Depuis le 5 mai Julia et moi sortons ensemble. Je ne sais pas exactement ce que cela veut dire, d'ailleurs nous n'en avons pas discuté entre nous, je lui ai demandé si elle voulait sortir avec moi, elle a remarqué que c'était un peu enfantin (je pense qu'elle parlait de l'expression) puis indiqué que la réponse était oui.

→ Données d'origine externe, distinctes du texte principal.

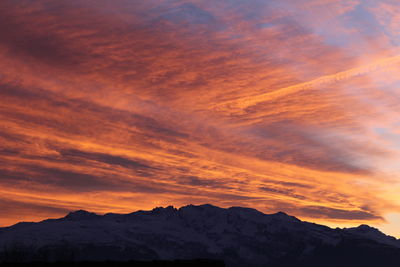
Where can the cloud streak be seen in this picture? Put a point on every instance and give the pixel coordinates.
(124, 105)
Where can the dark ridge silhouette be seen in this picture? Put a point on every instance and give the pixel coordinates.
(235, 236)
(159, 263)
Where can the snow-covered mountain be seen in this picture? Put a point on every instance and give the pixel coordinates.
(239, 236)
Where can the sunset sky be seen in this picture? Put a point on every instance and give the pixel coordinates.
(115, 106)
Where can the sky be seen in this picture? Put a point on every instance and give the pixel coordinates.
(116, 106)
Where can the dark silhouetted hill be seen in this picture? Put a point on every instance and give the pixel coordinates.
(236, 236)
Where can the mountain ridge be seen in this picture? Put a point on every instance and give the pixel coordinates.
(239, 236)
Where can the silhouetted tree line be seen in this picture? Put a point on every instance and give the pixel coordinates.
(19, 255)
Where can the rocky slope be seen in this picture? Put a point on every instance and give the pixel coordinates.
(239, 236)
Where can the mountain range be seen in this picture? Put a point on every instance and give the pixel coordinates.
(238, 236)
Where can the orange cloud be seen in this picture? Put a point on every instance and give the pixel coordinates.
(113, 107)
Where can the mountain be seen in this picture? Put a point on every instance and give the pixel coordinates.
(238, 236)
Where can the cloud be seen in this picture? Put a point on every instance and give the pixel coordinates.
(255, 103)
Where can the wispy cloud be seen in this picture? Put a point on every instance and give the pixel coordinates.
(123, 105)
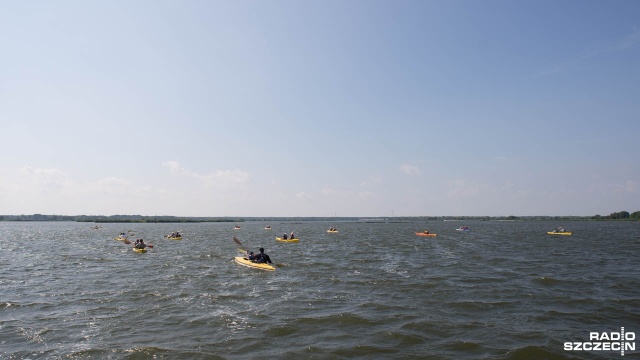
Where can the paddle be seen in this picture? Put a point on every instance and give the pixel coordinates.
(245, 249)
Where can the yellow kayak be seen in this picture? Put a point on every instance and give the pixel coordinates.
(559, 232)
(240, 260)
(287, 240)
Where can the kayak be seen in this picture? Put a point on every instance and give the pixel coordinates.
(559, 232)
(287, 240)
(240, 260)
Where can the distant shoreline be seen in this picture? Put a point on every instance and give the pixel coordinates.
(619, 216)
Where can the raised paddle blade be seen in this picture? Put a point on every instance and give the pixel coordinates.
(239, 243)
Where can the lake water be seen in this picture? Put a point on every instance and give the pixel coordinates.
(504, 290)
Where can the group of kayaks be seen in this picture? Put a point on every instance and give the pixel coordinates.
(558, 231)
(124, 237)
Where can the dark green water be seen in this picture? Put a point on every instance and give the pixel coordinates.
(504, 290)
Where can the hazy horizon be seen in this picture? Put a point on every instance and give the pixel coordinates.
(320, 108)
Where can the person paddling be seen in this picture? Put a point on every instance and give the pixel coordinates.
(262, 257)
(140, 244)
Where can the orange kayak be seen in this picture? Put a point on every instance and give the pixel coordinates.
(423, 234)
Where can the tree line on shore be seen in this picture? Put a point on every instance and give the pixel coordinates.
(621, 215)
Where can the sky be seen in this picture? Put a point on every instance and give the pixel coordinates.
(320, 108)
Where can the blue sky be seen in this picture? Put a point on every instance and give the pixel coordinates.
(320, 108)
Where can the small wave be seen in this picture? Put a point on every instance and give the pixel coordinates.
(481, 305)
(546, 281)
(343, 319)
(460, 345)
(536, 352)
(364, 350)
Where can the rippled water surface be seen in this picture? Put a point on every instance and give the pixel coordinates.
(504, 290)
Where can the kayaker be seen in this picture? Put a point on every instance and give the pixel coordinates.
(140, 244)
(262, 257)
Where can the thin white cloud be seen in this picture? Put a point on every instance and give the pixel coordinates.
(44, 178)
(175, 168)
(410, 169)
(623, 44)
(375, 180)
(220, 178)
(460, 188)
(628, 187)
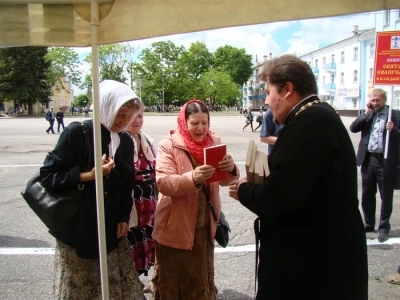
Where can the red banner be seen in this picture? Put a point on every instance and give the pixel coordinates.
(387, 58)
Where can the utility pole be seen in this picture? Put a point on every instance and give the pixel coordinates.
(163, 91)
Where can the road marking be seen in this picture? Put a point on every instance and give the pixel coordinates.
(244, 248)
(20, 166)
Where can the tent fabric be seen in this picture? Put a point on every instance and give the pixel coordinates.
(127, 20)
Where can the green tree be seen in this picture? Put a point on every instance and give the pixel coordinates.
(64, 63)
(159, 72)
(23, 75)
(191, 64)
(236, 62)
(218, 87)
(114, 60)
(83, 100)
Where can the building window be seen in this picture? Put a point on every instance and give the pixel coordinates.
(387, 17)
(355, 76)
(372, 50)
(355, 53)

On n'a pas défini notre nouvelle relation, cela s'est fait naturellement, par une série de changements : se voir tous les jours, s'embrasser souvent, dormir dans le même lit

... après nos stages en entreprise pour valider notre licence nous décidons de nous rendre à P Julia emprunte la Punto bleue de sa maman le chant des grillons j'ai mal au ventre, aux yeux, à la mâchoire à force de sangloter elle ne supporte pas la chaleur, elle restera la première journée sous la tente je la présente aux membres de ma famille avec beaucoup de fierté nous partons un matin sur le bateau de mon oncle Fred, l'odeur du moteur l’insupporte, elle fronce les sourcils et garde son châle sur le nez, explique à quel point elle a préféré la nuit qu'elle a passé en voilier sur le Lac de Genève il fait trop chaud, la plage est bondée, sa serviette ne doit pas recevoir de sable sur le trajet en revenant de C elle me parle de problèmes de santé, de ses ex, elle avait un job qui lui permettait de payer ses visites à Paris le week-end, un jour il lui a laissé prendre son flingue... (Stan avait écrit le générique de fin sur des feuilles qu'il avait scotchées sur la toile de l'une des tentes de la pinède et filmées en descendant lentement le caméscope, sur le thème des Sept Mercenaires d'Elmer Bernstein.)* ... elle pleure parfois mais ne rit jamais ses expériences en boite de nuit de même sous la tente, il faut balayer le sable, il ne faut pas de sable nous sortons ensemble depuis trois mois sans avoir jamais sur le trajet du retour la Punto chauffe, on doit s'arrêter toutes les heures plus tard en arrivant en Ardèche elle remarque la sécheresse, la compare au vert des Glénates de son enfance... (*L'enfant plongeait dans les vagues et nageait entre deux eaux, parfois en frôlant le sable, au fond l'eau était calme, les sons étouffés rythmés par ses brasses.) ... quand elle évoque ses grands-parents paternels elle est toujours au bord des larmes, elle explique que sa grand-mère est une vraie grand-mère elle...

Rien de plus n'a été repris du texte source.